— А другая, другая составляющая?
— Другая, третья, четвертая! — сморщился старик. — Я могу распасться на тысячи частей, и каждая из них будет делать то, что от нее потребуется. Знаешь, почему Менделееву явилась во сне периодическая таблица химических элементов? Наверняка догадываешься. Эйнштейн не верил в меня, он знал о моем существовании, а зачем верить в то, что, несомненно, присутствует в материальном мире? Ты не веришь в свои ботинки и упаковку жвачки, лежащую в правом кармане брюк.
Воцарилось молчание.
— Сколько же времени стоит этот дом? — выдохнул пришелец.
— Какой дом?
— Наверху, над тоннелем в пещеру, есть дом. Если бы не он, я бы ни за что не нашел тебя. Старый обгоревший дом.
— Хм… — озадаченно буркнул старик. — Дом, в смысле — жилище, а?
Мужчина попробовал скрыть удивление, но старец сразу же это заметил.
— Для тебя, может, нехитрое дело — дом.
— Ладно, — скептически махнул рукой человек, — проехали.

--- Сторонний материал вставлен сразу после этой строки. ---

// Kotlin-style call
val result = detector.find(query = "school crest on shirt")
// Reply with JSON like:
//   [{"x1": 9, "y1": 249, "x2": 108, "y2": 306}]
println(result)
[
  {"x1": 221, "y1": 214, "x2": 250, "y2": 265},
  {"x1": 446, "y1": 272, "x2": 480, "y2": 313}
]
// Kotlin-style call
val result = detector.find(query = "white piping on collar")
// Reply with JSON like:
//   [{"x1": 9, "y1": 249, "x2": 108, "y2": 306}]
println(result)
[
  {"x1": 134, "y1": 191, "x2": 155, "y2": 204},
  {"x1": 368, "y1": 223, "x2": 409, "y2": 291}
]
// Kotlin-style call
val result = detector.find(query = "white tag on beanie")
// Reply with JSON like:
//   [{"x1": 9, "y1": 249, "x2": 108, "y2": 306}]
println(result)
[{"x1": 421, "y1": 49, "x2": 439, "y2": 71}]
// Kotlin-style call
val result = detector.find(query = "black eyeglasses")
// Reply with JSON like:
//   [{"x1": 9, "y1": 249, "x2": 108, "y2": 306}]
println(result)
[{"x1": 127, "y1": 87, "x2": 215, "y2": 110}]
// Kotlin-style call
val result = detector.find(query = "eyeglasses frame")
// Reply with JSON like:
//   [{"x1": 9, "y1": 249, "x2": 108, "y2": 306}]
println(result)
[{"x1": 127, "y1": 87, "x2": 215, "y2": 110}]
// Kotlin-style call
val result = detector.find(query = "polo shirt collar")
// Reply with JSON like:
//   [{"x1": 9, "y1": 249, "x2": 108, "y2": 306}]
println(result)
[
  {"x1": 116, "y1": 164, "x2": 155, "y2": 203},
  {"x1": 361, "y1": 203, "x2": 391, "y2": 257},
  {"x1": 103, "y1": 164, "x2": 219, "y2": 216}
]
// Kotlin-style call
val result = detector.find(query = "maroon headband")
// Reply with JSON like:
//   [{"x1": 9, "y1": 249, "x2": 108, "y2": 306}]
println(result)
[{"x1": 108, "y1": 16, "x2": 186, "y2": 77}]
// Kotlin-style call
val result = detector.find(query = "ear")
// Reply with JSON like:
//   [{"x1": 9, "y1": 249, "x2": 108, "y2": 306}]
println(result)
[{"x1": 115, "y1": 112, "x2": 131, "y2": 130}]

— Нет, погоди, — старик сосредоточенно потер руки, — можешь думать, что душе угодно, я хочу разобраться. Дом, разумеется, не стоял здесь с сотворения мира. Понимаешь ли, это вход. И всякому, кто должен войти, необходимо уразуметь, что перед ним вход или хотя бы заинтересоваться. По видимому, тебе нравится архитектура.

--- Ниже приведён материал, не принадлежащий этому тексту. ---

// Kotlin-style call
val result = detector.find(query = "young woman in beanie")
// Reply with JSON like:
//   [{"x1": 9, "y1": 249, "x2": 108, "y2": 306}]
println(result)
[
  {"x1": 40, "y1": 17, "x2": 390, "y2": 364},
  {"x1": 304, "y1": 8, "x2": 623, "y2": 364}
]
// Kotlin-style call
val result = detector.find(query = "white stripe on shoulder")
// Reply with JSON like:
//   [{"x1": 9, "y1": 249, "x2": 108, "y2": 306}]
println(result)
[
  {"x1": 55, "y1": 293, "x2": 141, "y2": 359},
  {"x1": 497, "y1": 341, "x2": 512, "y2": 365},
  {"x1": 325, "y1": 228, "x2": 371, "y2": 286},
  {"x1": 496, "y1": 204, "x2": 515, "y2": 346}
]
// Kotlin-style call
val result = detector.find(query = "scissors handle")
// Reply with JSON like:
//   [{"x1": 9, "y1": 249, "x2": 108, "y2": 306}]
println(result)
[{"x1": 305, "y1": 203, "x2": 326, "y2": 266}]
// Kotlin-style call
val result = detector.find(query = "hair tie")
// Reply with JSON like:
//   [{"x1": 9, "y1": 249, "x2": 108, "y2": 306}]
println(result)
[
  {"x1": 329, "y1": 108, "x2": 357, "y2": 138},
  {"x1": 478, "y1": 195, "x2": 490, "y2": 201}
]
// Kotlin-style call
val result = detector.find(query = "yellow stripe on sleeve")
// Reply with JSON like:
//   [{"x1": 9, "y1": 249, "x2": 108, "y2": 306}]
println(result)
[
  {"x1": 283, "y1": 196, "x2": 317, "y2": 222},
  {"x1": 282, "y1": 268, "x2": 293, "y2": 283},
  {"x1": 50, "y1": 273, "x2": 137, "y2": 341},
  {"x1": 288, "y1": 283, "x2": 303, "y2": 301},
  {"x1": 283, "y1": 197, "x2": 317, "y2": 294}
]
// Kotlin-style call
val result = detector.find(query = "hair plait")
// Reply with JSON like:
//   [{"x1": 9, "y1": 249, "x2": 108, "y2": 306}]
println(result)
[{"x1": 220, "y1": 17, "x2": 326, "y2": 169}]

— Повторяю, строение сильно обгорело, — покачал головой человек, — почти разрушилось.
— Ах вот как…. Это о многом говорит, — погладил бороду старик. — Уж так устроено, одних людей привлекает музыка, других золото, третьих женщины. Каждый что-то находил и, прельстившись, двигался дальше, спускался вниз, пил у источника, затем встречался со мной. Помню их всех до одного, по имени.
— Получается, дом появился там, — он указал на потолок, — благодаря мне?

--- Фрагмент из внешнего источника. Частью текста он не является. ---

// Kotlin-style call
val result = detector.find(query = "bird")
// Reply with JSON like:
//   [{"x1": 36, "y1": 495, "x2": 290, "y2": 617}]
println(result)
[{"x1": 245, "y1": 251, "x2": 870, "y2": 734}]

— Да что ты прицепился к этому дому! — взорвался старик. — Забудь про него, это оболочка, камуфляж, она также быстро меняется, как и погода. Вот тебе пример.
Человек невидящими глазами смотрел на существо, которое в считанные секунды из старика превратилось в точную копию Императора Российского Его Величество Николая II. С меланхолическим выражением лица царь произнес:
— Затейнику Гегелю я подкинул лишь крупинку того, что вы называете истиной. Посмотри, что из этого получилось — за ним последовал Маркс и Ленин, которому я пытался объяснить возможные последствия, но он так ничего и не понял. Ваше общество опасно и без моего присутствия, представь, что произойдет, если человечество соединится со мной. Только благодаря моей корректировке ваша цивилизация еще не свалилась в бездну. По этой причине со мной могут общаться немногие.
С не меньшей быстротой Николай превратился в человека во фраке и с роскошной бородой. В руке у него дымилась трубка пахучего табака.
— Можно ли было представить, что страна, основанная беглыми переселенцами из Европы, через два века станет негласным правителем почти всего мира, сокрушит титана коммунизма и отправит человека на Луну? Невероятно, но я заранее знал это, и… я специально сделал историю такой. Иначе две державы испепелили бы планету.
Президент США преобразился, борода исчезла, а фрак сменился парадным мундиром со свастикой на плече:
— Кстати о войнах. Если бы не Вторая мировая, население вашей планеты уже к третьему тысячелетию перевалило бы за десять миллиардов человек… ну, и тут спектакль завершился бы печальным финалом.
Существо вновь приняло облик старика.
— Думаю, у тебя уже сложилось обо мне некоторое представление.
— Почему я должен верить тебе?
— Человек создание крайне недоверчивое, путающееся в собственных догадках и не принимающее очевидных фактов.
— Отвечай на вопрос.
— Ты можешь мне верить, можешь не верить, это твое сугубо личное дело. Если захочешь, — старик медленно развел руками, — ничего этого не будет: проснешься на даче, в кругу пьяных друзей, которые тебе глубоко противны.
Он умолк, ожидая со стороны пришельца реакции.
— Нет, — протянул задумчиво человек. — Я еще не все выяснил, черт возьми. А как же время? Как долго ты живешь?
Старец громко и раскатисто расхохотался, обнажив два ровных ряда белых зубов.
— Когда-то я был красным муравьем, — сказал он благодушно, — и прожил ровно тридцать дней. Мне показалось этого маловато, как и триста лет, впрочем. Время — всего лишь барьер, который создан специально для того, чтобы, умудряясь с годами, люди не делали огромных и непоправимых ошибок. Человечество еще не готово принять такую вещь как бессмертие.